How does conversion from string to char array work in C++?

Question

I just started learning C++ and I was trying to output a string through printf. It wouldn't work because I had to convert the string into a char array first. I googled it and it seems that the best solution was this:

char *a = &b[0];

I somewhat understand it: It's getting a reference to the first character and setting a to that. The part that I don't understand is that this only makes sense to me if the string is stored on the stack, which I know it sometimes can be. If the string is on the heap, what exactly will the [0] index return? Does it return the pointer to the first index, because then the & isn't necessary is it?
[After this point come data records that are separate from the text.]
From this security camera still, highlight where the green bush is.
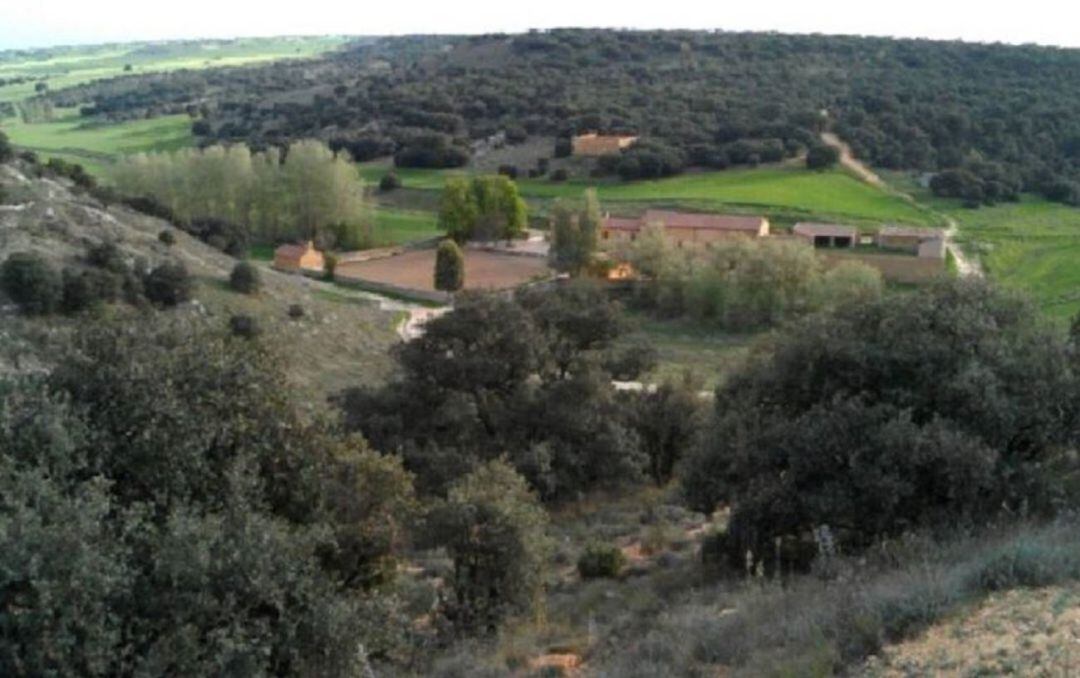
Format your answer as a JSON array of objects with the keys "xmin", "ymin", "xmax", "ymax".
[
  {"xmin": 61, "ymin": 268, "xmax": 120, "ymax": 314},
  {"xmin": 143, "ymin": 261, "xmax": 193, "ymax": 307},
  {"xmin": 0, "ymin": 130, "xmax": 13, "ymax": 163},
  {"xmin": 806, "ymin": 144, "xmax": 840, "ymax": 169},
  {"xmin": 434, "ymin": 239, "xmax": 465, "ymax": 292},
  {"xmin": 379, "ymin": 171, "xmax": 402, "ymax": 191},
  {"xmin": 1, "ymin": 252, "xmax": 61, "ymax": 315},
  {"xmin": 229, "ymin": 261, "xmax": 261, "ymax": 295},
  {"xmin": 86, "ymin": 241, "xmax": 127, "ymax": 274},
  {"xmin": 229, "ymin": 314, "xmax": 261, "ymax": 339},
  {"xmin": 577, "ymin": 543, "xmax": 627, "ymax": 579}
]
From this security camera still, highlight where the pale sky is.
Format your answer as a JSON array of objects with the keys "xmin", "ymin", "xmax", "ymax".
[{"xmin": 3, "ymin": 0, "xmax": 1079, "ymax": 50}]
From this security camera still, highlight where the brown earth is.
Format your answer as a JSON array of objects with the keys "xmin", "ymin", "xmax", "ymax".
[{"xmin": 336, "ymin": 248, "xmax": 552, "ymax": 293}]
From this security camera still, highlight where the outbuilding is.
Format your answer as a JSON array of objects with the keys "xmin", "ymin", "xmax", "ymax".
[{"xmin": 273, "ymin": 241, "xmax": 324, "ymax": 273}]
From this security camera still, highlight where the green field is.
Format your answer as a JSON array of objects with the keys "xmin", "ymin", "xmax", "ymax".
[
  {"xmin": 621, "ymin": 312, "xmax": 756, "ymax": 390},
  {"xmin": 359, "ymin": 164, "xmax": 938, "ymax": 228},
  {"xmin": 371, "ymin": 208, "xmax": 440, "ymax": 246},
  {"xmin": 248, "ymin": 208, "xmax": 439, "ymax": 259},
  {"xmin": 0, "ymin": 37, "xmax": 349, "ymax": 103},
  {"xmin": 0, "ymin": 108, "xmax": 193, "ymax": 174},
  {"xmin": 940, "ymin": 197, "xmax": 1080, "ymax": 319}
]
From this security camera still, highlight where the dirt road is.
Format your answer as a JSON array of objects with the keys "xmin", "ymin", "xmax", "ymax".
[{"xmin": 819, "ymin": 132, "xmax": 981, "ymax": 277}]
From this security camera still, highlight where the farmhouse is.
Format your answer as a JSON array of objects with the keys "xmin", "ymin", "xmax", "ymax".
[
  {"xmin": 571, "ymin": 133, "xmax": 639, "ymax": 157},
  {"xmin": 601, "ymin": 210, "xmax": 770, "ymax": 247},
  {"xmin": 877, "ymin": 225, "xmax": 946, "ymax": 258},
  {"xmin": 792, "ymin": 222, "xmax": 858, "ymax": 249},
  {"xmin": 273, "ymin": 241, "xmax": 324, "ymax": 273}
]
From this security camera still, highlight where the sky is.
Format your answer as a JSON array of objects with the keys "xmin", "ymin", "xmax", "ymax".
[{"xmin": 3, "ymin": 1, "xmax": 1080, "ymax": 51}]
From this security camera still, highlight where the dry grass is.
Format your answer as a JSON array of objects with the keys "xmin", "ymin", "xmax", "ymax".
[{"xmin": 860, "ymin": 585, "xmax": 1080, "ymax": 676}]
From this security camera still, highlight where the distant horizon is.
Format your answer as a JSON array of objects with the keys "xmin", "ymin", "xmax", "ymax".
[
  {"xmin": 5, "ymin": 1, "xmax": 1080, "ymax": 51},
  {"xmin": 5, "ymin": 26, "xmax": 1080, "ymax": 55}
]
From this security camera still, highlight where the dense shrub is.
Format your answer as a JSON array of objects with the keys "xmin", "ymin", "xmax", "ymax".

If it returns the character, doesn't that character take the form of a single value on the stack, which, when referenced, wouldn't give you the correct char array?

Answer 1

The thing to note is that operator[] returns a reference.

cppreference:

reference operator[]( size_type pos );

Returns a reference to the character at specified location pos.

This is important because it means that b[0] is essentially an alias to the first character in the string. Taking its address will then give you a pointer to the underlying buffer the string's data is stored in. It doesn't matter where it is (stack, heap, etc). This is also what lets you modify the string's data by using e.g. b[0] = 'a';.

Note that you can also use c_str() and data() to get a pointer to the first character in the string. Since C++17 data() can return a non-const pointer.